Many are predicting that in the coming months and years, desktops will become less and less prevalent in favor of mobile devices such as smartphones and tablets. We are already seeing the beginning stages of this shift in how we do work. More and more workplaces are supporting “bring your own device” (BYOD) policies, a practice that was unheard of just a few years prior. As the capabilities of tablets (such as the Windows 8 tablet, iPad, Google Nexus, and Android tablets) continue to rise, the ability of companies to accommodate the increasing mobility of the workforce becomes crucial.
The consumerization of IT refers to the movement of customers and employees driving the innovation behind technology (as opposed to companies doing so in the past). Forward-thinking companies will embrace this new trend and look to provide support for the various devices in the form of 3rd-party apps that can manage information security, content management and/or accomplish business needs. As more companies embrace this trend, we will see an increase in the number of tablet-friendly business software solutions such as resco.net’s mobile CRM or SugarCRM’s mobile CRM. To quote former Amazon Web Services Executive Ray Bradford, “I wouldn’t want to be an enterprise software company without a strong vision of how to deliver on a tablet.”
While we all know that cloud computing isn’t some new or unheard-of technology, it is a trend that continues to dictate the direction of the entire business software market. We will continue to see increases in cloud-based services, in part due to the large increase in BYOD policies. Because of the nature of cloud computing and its ability to rapidly transform business processes we will continue to see its rise and relevancy for some time to come. Cloud capabilities also go hand in hand with quickly growing software delivery models such as software-as-a-service (SaaS) and hardware-as-a-service (HaaS). These service-oriented delivery methods are able to cut costs on IT, HR, and sales management, along with building and improving customer loyalty and engagement.
Even powerhouses like Microsoft are still migrating/innovating in the cloud platform. They recently consolidated and launched their Business Intelligence (BI) suite as a part of Office 365. This brings Microsoft BI capabilities to both the cloud and mobile devices. Microsoft Sharepoint has also become cloud-based and will now be offered on a subscription basis.
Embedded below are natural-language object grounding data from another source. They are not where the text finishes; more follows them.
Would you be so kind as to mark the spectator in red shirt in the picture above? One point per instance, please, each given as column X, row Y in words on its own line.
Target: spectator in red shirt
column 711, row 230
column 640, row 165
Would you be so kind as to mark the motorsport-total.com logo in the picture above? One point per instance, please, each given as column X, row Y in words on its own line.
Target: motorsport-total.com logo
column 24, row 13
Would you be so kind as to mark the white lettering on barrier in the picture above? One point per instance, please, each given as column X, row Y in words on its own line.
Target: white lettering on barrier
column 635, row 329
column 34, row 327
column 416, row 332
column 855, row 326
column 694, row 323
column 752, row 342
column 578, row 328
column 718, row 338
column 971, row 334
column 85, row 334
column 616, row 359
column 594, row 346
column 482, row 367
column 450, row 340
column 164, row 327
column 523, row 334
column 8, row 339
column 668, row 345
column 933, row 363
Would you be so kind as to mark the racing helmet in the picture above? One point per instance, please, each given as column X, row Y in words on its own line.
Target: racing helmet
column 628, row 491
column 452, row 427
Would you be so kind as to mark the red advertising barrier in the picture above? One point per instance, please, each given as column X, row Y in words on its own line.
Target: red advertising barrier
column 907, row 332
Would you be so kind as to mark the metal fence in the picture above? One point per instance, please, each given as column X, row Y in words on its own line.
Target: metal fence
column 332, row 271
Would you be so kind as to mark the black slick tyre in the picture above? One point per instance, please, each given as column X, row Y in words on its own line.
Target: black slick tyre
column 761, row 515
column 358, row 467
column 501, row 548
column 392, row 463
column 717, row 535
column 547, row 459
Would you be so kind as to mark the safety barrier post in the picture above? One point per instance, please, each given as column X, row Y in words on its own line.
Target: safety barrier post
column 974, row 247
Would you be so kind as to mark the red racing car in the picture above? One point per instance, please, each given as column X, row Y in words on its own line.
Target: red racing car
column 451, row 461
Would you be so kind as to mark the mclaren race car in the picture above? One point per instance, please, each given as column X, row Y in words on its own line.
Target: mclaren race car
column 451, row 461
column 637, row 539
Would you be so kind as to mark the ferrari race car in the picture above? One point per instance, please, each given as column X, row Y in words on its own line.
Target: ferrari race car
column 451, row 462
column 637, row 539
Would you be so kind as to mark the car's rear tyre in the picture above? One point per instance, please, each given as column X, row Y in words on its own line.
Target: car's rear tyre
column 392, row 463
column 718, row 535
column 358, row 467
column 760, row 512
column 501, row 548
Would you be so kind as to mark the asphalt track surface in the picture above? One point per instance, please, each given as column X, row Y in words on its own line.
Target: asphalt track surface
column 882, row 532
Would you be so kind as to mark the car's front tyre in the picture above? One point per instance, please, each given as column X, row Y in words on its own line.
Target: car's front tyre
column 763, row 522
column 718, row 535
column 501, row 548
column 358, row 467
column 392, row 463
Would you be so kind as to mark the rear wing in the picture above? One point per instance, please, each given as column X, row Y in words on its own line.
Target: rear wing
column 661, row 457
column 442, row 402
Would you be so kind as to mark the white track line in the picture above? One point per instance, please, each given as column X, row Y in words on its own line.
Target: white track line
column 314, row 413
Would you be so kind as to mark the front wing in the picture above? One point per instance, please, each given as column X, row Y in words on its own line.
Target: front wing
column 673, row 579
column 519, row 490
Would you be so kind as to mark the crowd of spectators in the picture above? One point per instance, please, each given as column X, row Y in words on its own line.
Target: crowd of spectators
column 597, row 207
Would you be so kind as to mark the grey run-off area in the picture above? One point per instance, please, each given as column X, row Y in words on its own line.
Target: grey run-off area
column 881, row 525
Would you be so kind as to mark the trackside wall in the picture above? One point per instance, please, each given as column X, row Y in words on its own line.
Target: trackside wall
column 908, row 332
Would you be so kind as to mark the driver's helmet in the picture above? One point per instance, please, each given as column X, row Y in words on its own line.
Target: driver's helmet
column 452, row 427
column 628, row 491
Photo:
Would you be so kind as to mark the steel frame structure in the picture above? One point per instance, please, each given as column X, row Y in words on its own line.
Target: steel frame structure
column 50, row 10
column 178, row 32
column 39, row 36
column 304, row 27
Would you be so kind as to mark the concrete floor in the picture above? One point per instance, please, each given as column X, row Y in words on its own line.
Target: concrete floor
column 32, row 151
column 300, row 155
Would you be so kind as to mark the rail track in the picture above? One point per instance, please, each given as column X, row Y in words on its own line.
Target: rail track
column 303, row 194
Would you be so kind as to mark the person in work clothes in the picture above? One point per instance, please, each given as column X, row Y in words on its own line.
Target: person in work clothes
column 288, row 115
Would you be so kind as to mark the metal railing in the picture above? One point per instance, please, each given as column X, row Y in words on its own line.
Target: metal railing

While big data is still highly relevant and continues to gain traction, another lesser-known but equally promising piece of technology is emerging as well. In-memory analytics refers to querying data from a computer’s RAM instead of its hard drive (where it’s usually stored). In-memory analytics is possible because of the increase in 64-bit operating systems and its adoption. A traditional 32-bit OS can only support 4GB of memory, but a 64-bit one can support up to 1 terabyte of usable memory. Additionally, the cost of RAM has steadily declined over the past several years, so storing data on it has become more viable and desirable. The main advantage of in-memory analytics is that it has vastly shorter query response times. This means that BI and analytics can achieve results faster and support business decisions more quickly.
The two companies leading the in-memory charge are: SAP and Tableau. Both of them offer in-memory analytics as a way to transform businesses and increase the speed at which they can calculate and process data. They also reduce or eliminate the need for data indexing, which reduces IT costs and allows for faster implementation of BI and analytic applications. SAP’s HANA in particular is a software group that is centered around in-memory analytics and is the fastest growing product in SAP’s history.
While many tech trends can occur or disappear rapidly, many are also here to stay. Even in future quarters we will continue to see the rise of trends like BYOD and mobile enterprise capabilities, cloud services, and big data-related technologies. While the overall trend itself may not change much month to month, innovation within is always occurring. While cloud adoption is popular now, there are also strides being made in how to use it more effectively: how to draw more value from its adoption. Similarly, big data will be here for some time, but figuring out ways to use it effectively and in non-traditional ways will foster continued innovation and growth in that area.